Open for Business ‘pulls together data that makes the case for the LGBT community in the workplace’
Fourteen global businesses, including Google and Royal Bank of Scotland, have launched a campaign to put forward the economic case for ending discrimination against lesbian, gay, bisexual & transgender individuals.
Launched at the Clinton Global Initiative annual meeting in New York, the Open for Business campaign published research showing economies, companies and individuals perform better in societies that support LGBT employees.
The report by Open for Business spells out that nearly 80 countries criminalise consensual, adult same-sex activity, or use other laws to marginalise and persecute LGBT individuals.
The initiative, which also includes technology group IBM, consultancy EY and law firm Linklaters and backed by businesses that employ 1.3 million people globally, comes after the controversy sparked by the US state of Indiana in March, when it backed legislation that appeared to allow discrimination against the LBGT community. The row prompted Apple’s boss Tim Cook, who spoke out last year about being gay, to call for a rethink of such laws that have been passed in 20 US states.
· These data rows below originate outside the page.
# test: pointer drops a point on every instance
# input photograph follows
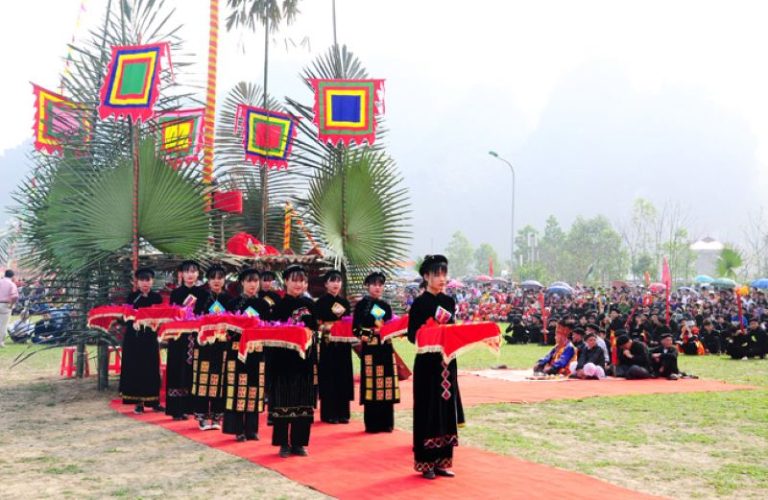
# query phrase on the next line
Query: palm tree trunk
(264, 169)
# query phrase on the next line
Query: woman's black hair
(294, 270)
(188, 265)
(216, 271)
(144, 273)
(332, 275)
(433, 264)
(268, 275)
(248, 273)
(375, 278)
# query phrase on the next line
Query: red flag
(666, 278)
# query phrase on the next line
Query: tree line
(597, 250)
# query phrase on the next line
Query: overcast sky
(594, 102)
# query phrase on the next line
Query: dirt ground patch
(59, 439)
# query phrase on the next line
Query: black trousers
(379, 417)
(633, 372)
(241, 423)
(297, 428)
(334, 408)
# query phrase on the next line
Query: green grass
(694, 445)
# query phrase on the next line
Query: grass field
(686, 446)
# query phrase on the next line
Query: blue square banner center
(346, 108)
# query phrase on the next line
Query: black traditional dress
(379, 387)
(244, 382)
(437, 410)
(140, 371)
(335, 364)
(293, 380)
(178, 375)
(271, 297)
(208, 361)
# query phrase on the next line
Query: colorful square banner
(267, 135)
(133, 80)
(180, 135)
(58, 119)
(346, 110)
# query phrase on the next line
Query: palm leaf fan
(98, 221)
(377, 211)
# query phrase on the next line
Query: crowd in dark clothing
(634, 331)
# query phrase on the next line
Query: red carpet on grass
(346, 463)
(476, 390)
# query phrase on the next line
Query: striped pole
(287, 228)
(210, 95)
(135, 248)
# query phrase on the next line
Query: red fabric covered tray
(296, 338)
(451, 340)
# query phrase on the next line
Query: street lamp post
(512, 238)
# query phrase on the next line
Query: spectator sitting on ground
(577, 339)
(634, 361)
(557, 362)
(591, 360)
(519, 332)
(664, 358)
(758, 339)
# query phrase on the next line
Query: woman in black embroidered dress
(244, 382)
(209, 359)
(379, 388)
(293, 380)
(140, 373)
(437, 410)
(178, 385)
(335, 365)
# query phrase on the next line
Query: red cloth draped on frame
(214, 327)
(153, 317)
(451, 340)
(341, 331)
(172, 330)
(297, 338)
(104, 317)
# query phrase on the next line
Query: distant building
(707, 251)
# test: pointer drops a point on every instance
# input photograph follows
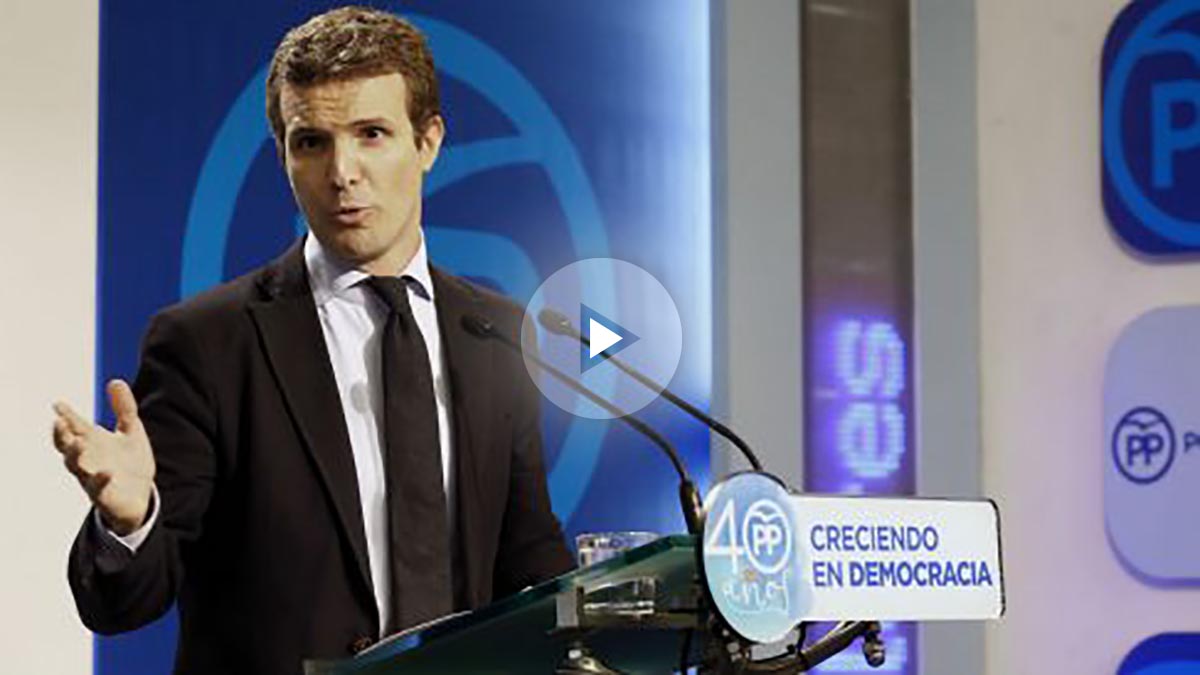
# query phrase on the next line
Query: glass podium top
(521, 633)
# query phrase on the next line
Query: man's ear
(431, 142)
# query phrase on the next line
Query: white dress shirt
(353, 321)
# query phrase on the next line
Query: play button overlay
(605, 338)
(613, 308)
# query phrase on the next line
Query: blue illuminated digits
(870, 362)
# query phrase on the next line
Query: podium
(763, 563)
(541, 627)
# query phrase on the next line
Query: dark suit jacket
(261, 536)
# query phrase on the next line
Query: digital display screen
(858, 266)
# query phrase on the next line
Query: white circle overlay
(628, 298)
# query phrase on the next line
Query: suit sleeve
(115, 589)
(532, 544)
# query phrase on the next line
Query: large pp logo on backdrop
(1170, 653)
(1151, 126)
(1152, 446)
(540, 139)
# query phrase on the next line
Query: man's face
(355, 167)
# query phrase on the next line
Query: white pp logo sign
(1151, 449)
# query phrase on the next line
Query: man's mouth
(352, 215)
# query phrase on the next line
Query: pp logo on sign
(1144, 444)
(768, 537)
(1151, 125)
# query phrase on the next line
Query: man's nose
(345, 169)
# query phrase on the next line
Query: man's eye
(307, 143)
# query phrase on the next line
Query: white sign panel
(899, 559)
(773, 559)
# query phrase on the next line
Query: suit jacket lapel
(295, 348)
(469, 363)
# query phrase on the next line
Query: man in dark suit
(319, 453)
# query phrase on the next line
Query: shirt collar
(331, 278)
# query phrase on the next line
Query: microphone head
(556, 322)
(478, 326)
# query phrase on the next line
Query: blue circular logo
(1151, 125)
(1144, 444)
(750, 561)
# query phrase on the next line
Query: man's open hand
(114, 467)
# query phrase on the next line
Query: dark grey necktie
(418, 524)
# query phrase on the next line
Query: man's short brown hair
(352, 42)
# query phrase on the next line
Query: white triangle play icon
(600, 338)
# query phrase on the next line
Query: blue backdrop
(575, 130)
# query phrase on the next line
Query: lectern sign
(773, 559)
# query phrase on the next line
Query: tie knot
(393, 291)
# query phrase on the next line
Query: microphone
(557, 323)
(689, 495)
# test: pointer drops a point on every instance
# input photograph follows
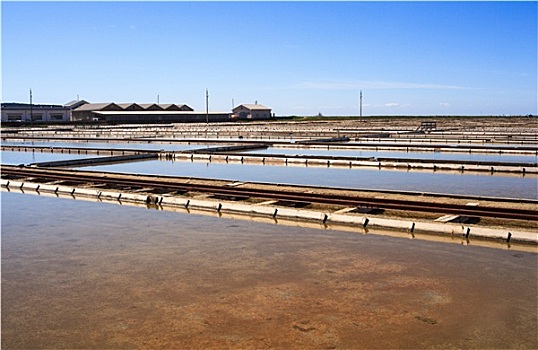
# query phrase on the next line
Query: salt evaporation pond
(172, 146)
(466, 183)
(16, 158)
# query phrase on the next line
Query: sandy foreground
(102, 276)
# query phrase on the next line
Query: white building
(24, 112)
(249, 111)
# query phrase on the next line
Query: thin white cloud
(371, 85)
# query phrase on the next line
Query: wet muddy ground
(85, 275)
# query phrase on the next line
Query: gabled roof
(253, 107)
(98, 107)
(131, 106)
(151, 106)
(174, 107)
(75, 103)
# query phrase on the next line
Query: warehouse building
(138, 113)
(251, 111)
(25, 112)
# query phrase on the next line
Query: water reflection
(124, 277)
(466, 183)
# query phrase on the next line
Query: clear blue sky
(299, 58)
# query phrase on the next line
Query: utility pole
(360, 112)
(206, 107)
(31, 107)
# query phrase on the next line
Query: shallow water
(16, 158)
(78, 274)
(365, 178)
(292, 151)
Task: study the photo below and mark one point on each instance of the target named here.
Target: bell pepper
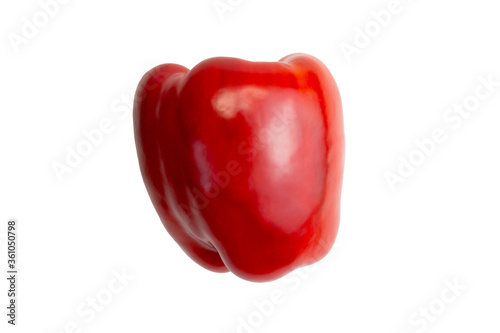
(243, 161)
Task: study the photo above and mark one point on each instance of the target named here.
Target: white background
(396, 249)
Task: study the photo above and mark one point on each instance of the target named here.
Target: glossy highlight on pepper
(243, 161)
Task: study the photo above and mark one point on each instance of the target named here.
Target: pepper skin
(243, 161)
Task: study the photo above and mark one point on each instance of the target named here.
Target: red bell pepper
(243, 161)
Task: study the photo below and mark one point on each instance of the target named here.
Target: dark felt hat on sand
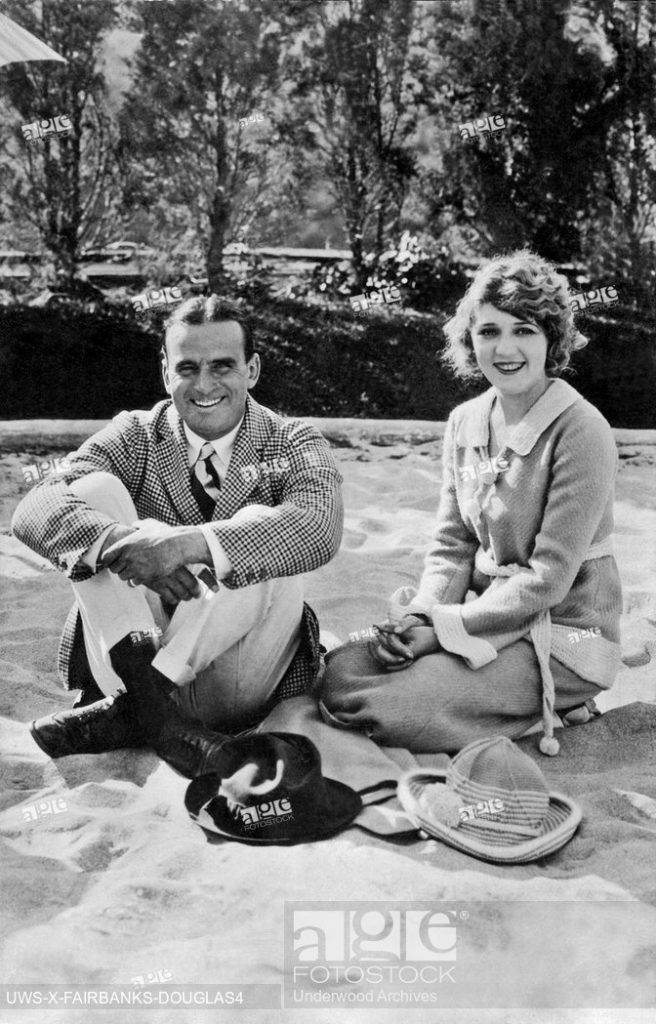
(272, 792)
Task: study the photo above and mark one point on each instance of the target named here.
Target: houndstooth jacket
(275, 464)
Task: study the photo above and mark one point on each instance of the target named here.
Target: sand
(121, 883)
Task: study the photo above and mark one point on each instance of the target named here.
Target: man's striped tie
(205, 481)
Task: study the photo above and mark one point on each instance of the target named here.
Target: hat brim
(561, 821)
(340, 807)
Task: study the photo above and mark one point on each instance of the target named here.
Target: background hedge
(317, 360)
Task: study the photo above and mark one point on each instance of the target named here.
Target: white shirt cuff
(221, 561)
(449, 630)
(92, 554)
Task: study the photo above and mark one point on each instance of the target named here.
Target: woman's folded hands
(398, 644)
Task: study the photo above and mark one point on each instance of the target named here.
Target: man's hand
(398, 645)
(155, 555)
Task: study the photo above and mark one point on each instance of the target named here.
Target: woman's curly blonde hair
(528, 287)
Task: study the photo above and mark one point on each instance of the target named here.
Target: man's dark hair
(212, 309)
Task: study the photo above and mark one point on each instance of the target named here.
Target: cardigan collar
(474, 427)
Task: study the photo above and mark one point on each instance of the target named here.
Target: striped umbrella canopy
(17, 44)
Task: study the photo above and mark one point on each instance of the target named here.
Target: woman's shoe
(106, 725)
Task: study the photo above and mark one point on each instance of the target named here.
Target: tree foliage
(60, 185)
(199, 71)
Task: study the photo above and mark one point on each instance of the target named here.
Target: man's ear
(254, 371)
(165, 372)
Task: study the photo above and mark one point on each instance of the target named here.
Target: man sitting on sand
(206, 480)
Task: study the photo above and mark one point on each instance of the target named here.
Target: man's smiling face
(208, 377)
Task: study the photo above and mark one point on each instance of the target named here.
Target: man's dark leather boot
(106, 725)
(192, 749)
(186, 744)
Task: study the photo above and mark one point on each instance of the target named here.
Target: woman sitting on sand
(521, 557)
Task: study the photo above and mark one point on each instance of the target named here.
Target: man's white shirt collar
(222, 445)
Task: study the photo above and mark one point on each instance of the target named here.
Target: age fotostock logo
(368, 952)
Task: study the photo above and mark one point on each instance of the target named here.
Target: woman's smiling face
(510, 351)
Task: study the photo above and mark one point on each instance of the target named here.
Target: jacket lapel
(247, 455)
(172, 465)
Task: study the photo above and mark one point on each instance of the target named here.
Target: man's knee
(107, 494)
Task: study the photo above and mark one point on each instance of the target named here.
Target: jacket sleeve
(449, 560)
(301, 532)
(57, 524)
(583, 468)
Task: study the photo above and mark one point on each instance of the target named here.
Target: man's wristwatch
(424, 620)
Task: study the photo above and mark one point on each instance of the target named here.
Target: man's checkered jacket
(294, 523)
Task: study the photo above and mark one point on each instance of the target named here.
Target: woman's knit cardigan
(550, 503)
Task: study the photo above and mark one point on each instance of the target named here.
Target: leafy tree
(200, 70)
(60, 185)
(573, 172)
(358, 78)
(617, 239)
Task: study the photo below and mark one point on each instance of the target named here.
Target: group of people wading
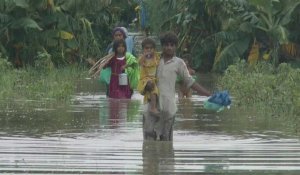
(153, 75)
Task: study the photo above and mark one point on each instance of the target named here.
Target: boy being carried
(148, 64)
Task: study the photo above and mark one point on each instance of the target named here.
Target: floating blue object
(218, 101)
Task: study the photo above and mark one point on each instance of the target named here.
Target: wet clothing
(167, 73)
(122, 91)
(148, 73)
(116, 90)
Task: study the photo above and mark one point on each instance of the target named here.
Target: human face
(118, 35)
(121, 49)
(169, 50)
(148, 49)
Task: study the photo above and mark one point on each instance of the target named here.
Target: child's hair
(169, 37)
(120, 29)
(117, 43)
(148, 41)
(186, 56)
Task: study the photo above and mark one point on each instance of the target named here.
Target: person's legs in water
(153, 102)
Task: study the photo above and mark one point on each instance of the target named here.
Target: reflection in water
(158, 157)
(95, 135)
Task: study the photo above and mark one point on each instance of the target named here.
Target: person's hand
(123, 68)
(149, 86)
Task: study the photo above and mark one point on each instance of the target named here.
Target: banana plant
(273, 16)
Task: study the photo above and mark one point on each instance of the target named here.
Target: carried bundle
(218, 101)
(98, 66)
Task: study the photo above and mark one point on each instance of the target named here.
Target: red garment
(115, 90)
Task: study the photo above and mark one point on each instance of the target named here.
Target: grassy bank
(274, 91)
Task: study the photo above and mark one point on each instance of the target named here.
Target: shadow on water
(96, 135)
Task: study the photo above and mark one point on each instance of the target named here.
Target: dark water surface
(95, 135)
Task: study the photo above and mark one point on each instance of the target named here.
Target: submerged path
(98, 136)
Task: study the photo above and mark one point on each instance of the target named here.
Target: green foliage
(264, 87)
(69, 31)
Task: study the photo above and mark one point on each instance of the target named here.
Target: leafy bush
(264, 87)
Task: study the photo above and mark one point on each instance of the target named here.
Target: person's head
(118, 34)
(148, 45)
(169, 41)
(186, 58)
(119, 47)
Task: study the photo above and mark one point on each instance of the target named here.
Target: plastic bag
(105, 75)
(218, 101)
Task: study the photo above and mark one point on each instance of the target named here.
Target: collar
(170, 60)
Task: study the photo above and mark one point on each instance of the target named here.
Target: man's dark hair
(148, 41)
(117, 43)
(169, 37)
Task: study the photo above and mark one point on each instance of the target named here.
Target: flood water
(95, 135)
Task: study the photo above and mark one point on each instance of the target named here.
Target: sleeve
(132, 70)
(184, 73)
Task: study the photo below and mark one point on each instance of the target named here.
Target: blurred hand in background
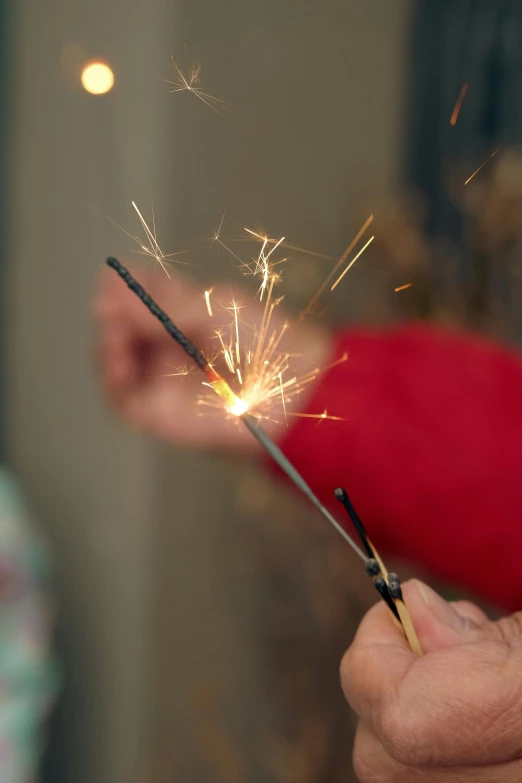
(136, 356)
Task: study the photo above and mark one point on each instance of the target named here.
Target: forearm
(428, 447)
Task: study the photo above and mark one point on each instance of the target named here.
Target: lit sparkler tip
(207, 300)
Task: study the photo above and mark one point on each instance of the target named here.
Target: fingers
(372, 764)
(430, 710)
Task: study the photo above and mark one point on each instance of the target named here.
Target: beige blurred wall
(319, 92)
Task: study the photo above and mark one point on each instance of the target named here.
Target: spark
(352, 262)
(283, 396)
(458, 105)
(183, 371)
(207, 300)
(187, 82)
(481, 167)
(309, 308)
(297, 248)
(258, 375)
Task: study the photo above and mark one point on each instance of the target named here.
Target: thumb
(441, 624)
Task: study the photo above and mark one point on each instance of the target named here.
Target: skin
(455, 714)
(135, 355)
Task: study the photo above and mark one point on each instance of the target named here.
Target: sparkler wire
(250, 422)
(189, 348)
(277, 455)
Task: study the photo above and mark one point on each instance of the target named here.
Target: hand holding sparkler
(453, 715)
(137, 358)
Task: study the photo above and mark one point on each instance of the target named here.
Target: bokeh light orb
(97, 77)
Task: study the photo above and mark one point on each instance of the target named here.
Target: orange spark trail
(458, 105)
(308, 309)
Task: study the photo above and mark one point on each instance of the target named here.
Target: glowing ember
(458, 105)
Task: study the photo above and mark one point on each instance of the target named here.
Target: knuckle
(346, 671)
(509, 627)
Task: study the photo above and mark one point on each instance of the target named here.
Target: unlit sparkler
(481, 167)
(387, 584)
(458, 105)
(188, 82)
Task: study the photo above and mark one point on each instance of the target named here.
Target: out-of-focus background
(200, 631)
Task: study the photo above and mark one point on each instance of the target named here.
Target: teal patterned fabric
(29, 675)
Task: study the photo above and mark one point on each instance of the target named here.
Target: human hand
(451, 716)
(136, 356)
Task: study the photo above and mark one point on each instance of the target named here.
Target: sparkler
(258, 374)
(481, 167)
(235, 405)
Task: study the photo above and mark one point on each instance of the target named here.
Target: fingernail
(443, 611)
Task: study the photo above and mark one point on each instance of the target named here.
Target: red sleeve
(430, 451)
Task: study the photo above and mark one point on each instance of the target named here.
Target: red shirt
(430, 451)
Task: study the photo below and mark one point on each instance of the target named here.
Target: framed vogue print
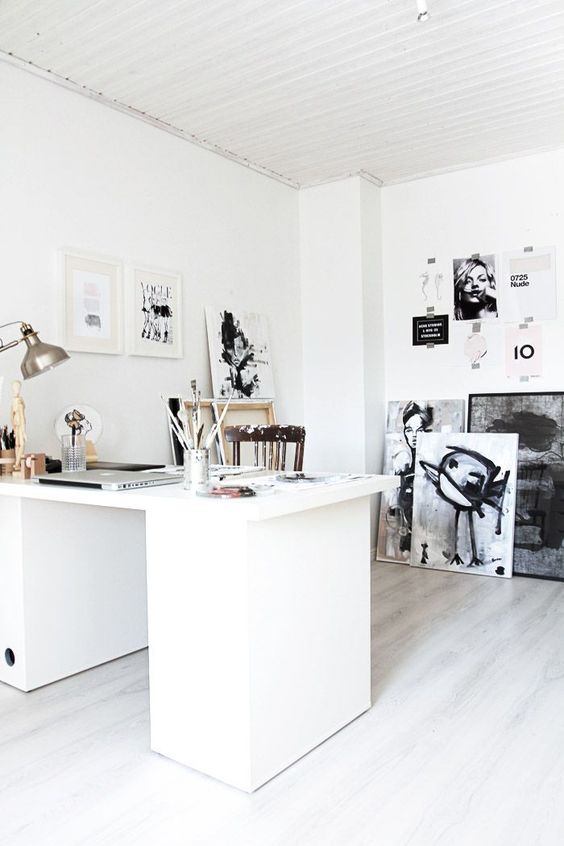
(156, 302)
(92, 296)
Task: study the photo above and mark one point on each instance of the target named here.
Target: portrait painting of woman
(475, 295)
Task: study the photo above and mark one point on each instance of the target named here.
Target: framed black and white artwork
(406, 419)
(239, 348)
(156, 302)
(538, 420)
(464, 503)
(92, 303)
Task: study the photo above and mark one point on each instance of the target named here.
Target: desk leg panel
(198, 639)
(259, 635)
(79, 582)
(309, 630)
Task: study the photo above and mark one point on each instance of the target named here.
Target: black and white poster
(430, 330)
(407, 419)
(538, 419)
(464, 503)
(157, 309)
(475, 288)
(529, 285)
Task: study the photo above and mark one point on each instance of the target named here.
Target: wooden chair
(274, 440)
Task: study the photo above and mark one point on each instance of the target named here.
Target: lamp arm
(11, 344)
(13, 323)
(4, 346)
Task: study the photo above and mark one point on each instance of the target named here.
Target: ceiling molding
(84, 91)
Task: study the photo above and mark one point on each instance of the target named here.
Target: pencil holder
(73, 453)
(196, 468)
(7, 461)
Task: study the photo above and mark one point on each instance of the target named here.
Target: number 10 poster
(529, 285)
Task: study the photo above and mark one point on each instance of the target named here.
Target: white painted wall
(340, 226)
(484, 209)
(75, 173)
(333, 324)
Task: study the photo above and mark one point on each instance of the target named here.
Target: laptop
(108, 480)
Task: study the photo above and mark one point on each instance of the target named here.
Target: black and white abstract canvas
(464, 503)
(405, 421)
(239, 350)
(538, 419)
(157, 309)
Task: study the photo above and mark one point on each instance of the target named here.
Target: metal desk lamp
(39, 357)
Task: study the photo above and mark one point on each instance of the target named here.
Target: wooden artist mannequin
(18, 422)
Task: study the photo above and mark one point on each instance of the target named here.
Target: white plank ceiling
(313, 90)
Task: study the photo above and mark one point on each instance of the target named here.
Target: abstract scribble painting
(538, 419)
(464, 503)
(157, 310)
(239, 354)
(406, 420)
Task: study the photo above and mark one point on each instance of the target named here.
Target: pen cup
(73, 453)
(7, 461)
(196, 468)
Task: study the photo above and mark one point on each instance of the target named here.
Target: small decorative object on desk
(196, 468)
(190, 434)
(235, 492)
(73, 453)
(7, 451)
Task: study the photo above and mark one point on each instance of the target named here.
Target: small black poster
(430, 330)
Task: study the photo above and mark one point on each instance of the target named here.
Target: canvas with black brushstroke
(406, 419)
(538, 419)
(239, 350)
(464, 503)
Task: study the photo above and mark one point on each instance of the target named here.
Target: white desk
(258, 610)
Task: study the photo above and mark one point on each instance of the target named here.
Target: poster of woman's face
(475, 295)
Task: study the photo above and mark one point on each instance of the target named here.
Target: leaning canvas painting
(239, 349)
(464, 503)
(538, 419)
(406, 420)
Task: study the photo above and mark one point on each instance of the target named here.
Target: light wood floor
(464, 743)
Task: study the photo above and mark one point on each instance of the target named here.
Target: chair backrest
(270, 444)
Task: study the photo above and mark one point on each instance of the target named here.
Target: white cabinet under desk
(258, 610)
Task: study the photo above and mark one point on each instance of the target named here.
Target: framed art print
(156, 302)
(92, 294)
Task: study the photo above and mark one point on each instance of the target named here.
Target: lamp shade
(40, 357)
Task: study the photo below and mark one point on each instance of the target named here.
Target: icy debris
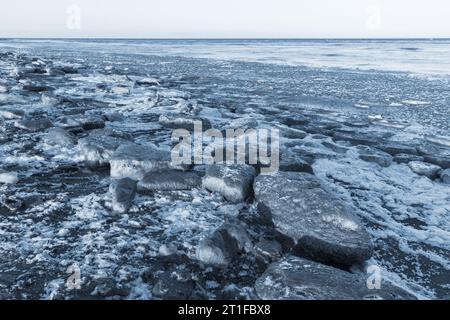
(322, 226)
(442, 161)
(397, 148)
(406, 158)
(428, 170)
(122, 192)
(114, 116)
(291, 162)
(269, 249)
(183, 122)
(134, 161)
(445, 176)
(34, 124)
(169, 286)
(36, 88)
(11, 113)
(147, 82)
(167, 250)
(218, 249)
(233, 182)
(8, 177)
(111, 133)
(239, 233)
(92, 122)
(97, 150)
(68, 123)
(291, 133)
(294, 278)
(415, 102)
(169, 180)
(60, 137)
(120, 90)
(356, 138)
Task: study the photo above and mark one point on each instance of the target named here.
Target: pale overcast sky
(225, 18)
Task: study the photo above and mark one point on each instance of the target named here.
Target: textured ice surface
(58, 215)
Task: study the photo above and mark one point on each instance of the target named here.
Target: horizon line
(225, 38)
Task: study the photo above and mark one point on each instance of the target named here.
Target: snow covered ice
(86, 178)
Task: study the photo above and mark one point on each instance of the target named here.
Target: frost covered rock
(223, 245)
(233, 182)
(134, 161)
(122, 192)
(60, 137)
(186, 122)
(172, 286)
(269, 249)
(372, 155)
(445, 176)
(110, 133)
(98, 149)
(396, 148)
(68, 123)
(120, 90)
(8, 177)
(294, 278)
(11, 113)
(34, 124)
(91, 123)
(322, 226)
(147, 82)
(356, 138)
(36, 88)
(428, 170)
(442, 161)
(113, 116)
(294, 120)
(239, 233)
(169, 180)
(293, 163)
(291, 133)
(406, 158)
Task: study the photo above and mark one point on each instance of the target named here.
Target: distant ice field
(426, 57)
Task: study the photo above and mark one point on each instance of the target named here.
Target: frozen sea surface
(57, 214)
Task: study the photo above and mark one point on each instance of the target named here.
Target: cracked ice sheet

In an editorial in the Washington Post at the time, Cook said: “Apple is open. Open to everyone, regardless of where they come from, what they look like, how they worship or who they love. Regardless of what the law might allow in Indiana or Arkansas [which also accepted the legislation], we will never tolerate discrimination.”
Deborah Sherry, UK and Ireland partnership director at Google, said she expected more businesses sign up to Open For Business. The group also includes PR company Brunswick, Standard Chartered bank, financial companies American Express and Mastercard, the McKinsey consultancy, news service Thomson Reuters and Sir Richard Branson’s Virgin group.
It is not advocating specific actions against counties or companies which discriminate against LGBT individuals. Sherry said: “It’s specifically to bring together data and make the business case that if you include the the LGBT community in society, if people can bring their whole selves to work, you attract better people, it lowers [business] costs…its makes them more productive and more entrepreneural and so the company has better output.
“Clearly the LBGT community has got various states of rights and inclusion in society, but there is still much to be done. And change often happens from the ground up so Open for Business is an initiative to pull together the data that makes the case for the LBGT community in the workplace in the same way that has been made for gender and minorities.”
The report includes analysis by the Harvard Business Review, which shows that companies with greater diversity perform better than those which do not. The research found that employees at more diverse companies are 45% more likely to report that their firm’s market share grew over the previous year and 70% more likely to report that the firm had entered a new market.
The report cites reactions to companies in countries where there are laws discriminating against LBGT workers. It raises India, where in 2013 a law decriminalising gay sex was rescinded. Business such as IBM, Royal Bank of Scotland, Cisco, Citigroup, Google, Dell, Novell, General Electric and Microsoft met at the Bangalore campus of Goldman Sachs to discuss strategies to protect their LGBT employees.
It also cited research by MV Lee Badgett, a professor of economics and director of the Center for Public Policy & Administration at the University of Massachusetts, estimating the impact of discrimination on India’s GDP as up to 1.4% of economic output.